What Tajikistan teaches us is that size does not define impact. Small, when focused and collective, can be mighty. The very idea of smallholder transformation is rooted in trust: trusting that rural communities, when empowered, will rise to the occasion. Trusting that local solutions are not inferior. Trusting that innovation need not always come with a hefty price tag.

We must shift the developmental gaze inward. In every district in Zimbabwe, there are farmers producing miracles with basic tools. They are the unsung economists of our land. Their daily toil feeds us, sustains our grain reserves, and ensures food security. And yet, they often farm at the mercy of the weather, the market, and the distance to the nearest mill or market. What they need is not pity. They need partnership.

The mission is clear: increase yields on limited land.

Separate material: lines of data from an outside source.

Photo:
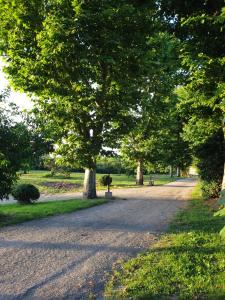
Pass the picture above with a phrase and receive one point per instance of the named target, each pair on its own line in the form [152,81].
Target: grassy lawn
[16,213]
[186,263]
[61,184]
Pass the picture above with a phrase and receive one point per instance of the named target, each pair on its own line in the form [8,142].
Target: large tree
[82,59]
[14,144]
[152,139]
[200,26]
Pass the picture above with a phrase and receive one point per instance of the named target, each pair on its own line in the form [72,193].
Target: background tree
[14,145]
[200,26]
[82,60]
[153,118]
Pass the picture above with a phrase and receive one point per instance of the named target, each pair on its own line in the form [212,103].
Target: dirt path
[68,256]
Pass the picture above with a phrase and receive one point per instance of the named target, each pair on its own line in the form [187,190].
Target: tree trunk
[89,184]
[178,172]
[223,182]
[171,171]
[140,176]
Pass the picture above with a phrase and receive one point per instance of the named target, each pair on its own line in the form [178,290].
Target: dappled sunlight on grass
[17,213]
[187,263]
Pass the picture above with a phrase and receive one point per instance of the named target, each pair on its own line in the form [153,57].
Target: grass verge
[11,214]
[187,263]
[60,184]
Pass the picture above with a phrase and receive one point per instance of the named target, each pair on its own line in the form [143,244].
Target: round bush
[106,180]
[25,193]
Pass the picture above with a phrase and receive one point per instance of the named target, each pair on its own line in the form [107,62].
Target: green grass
[187,263]
[39,178]
[11,214]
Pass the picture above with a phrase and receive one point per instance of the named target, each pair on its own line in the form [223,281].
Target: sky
[19,98]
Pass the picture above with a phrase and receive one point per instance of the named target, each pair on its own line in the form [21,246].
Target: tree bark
[90,184]
[223,182]
[178,172]
[140,176]
[171,171]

When rural economies work, the national economy works. The success of Zimbabwe will not be built only in Harare or Bulawayo. It will be forged in the fields of Mhondoro, the gardens of Mutoko, the plots of Matobo. Rural Zimbabwe is not a problem to be solved. It is a potential to be unleashed.

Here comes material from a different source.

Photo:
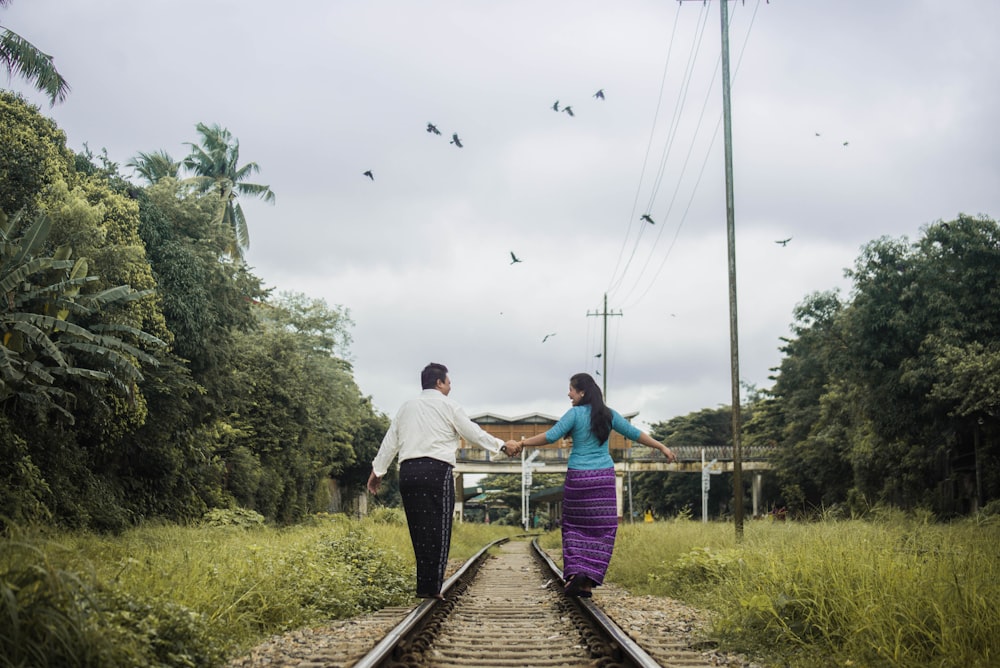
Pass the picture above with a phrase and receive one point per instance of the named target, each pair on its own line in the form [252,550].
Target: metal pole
[731,239]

Let us learn from the cooperative spirit of Tajikistan. Let us see the value in modest but meaningful innovations. Let us build systems that respect the rhythms of rural life while opening new avenues of prosperity. Let us, above all, recognizse that no economy can be strong if its foundation, its farmers, is weak.

This is the lesson from Tajikistan. It is not a blueprint, but a mirror. It reflects what we could become if we dared to believe in the value of small steps.

  Businessman Tawanda Chenana is also a philanthropist and Secretary for Lands for ZANU PF Mashonaland East Province.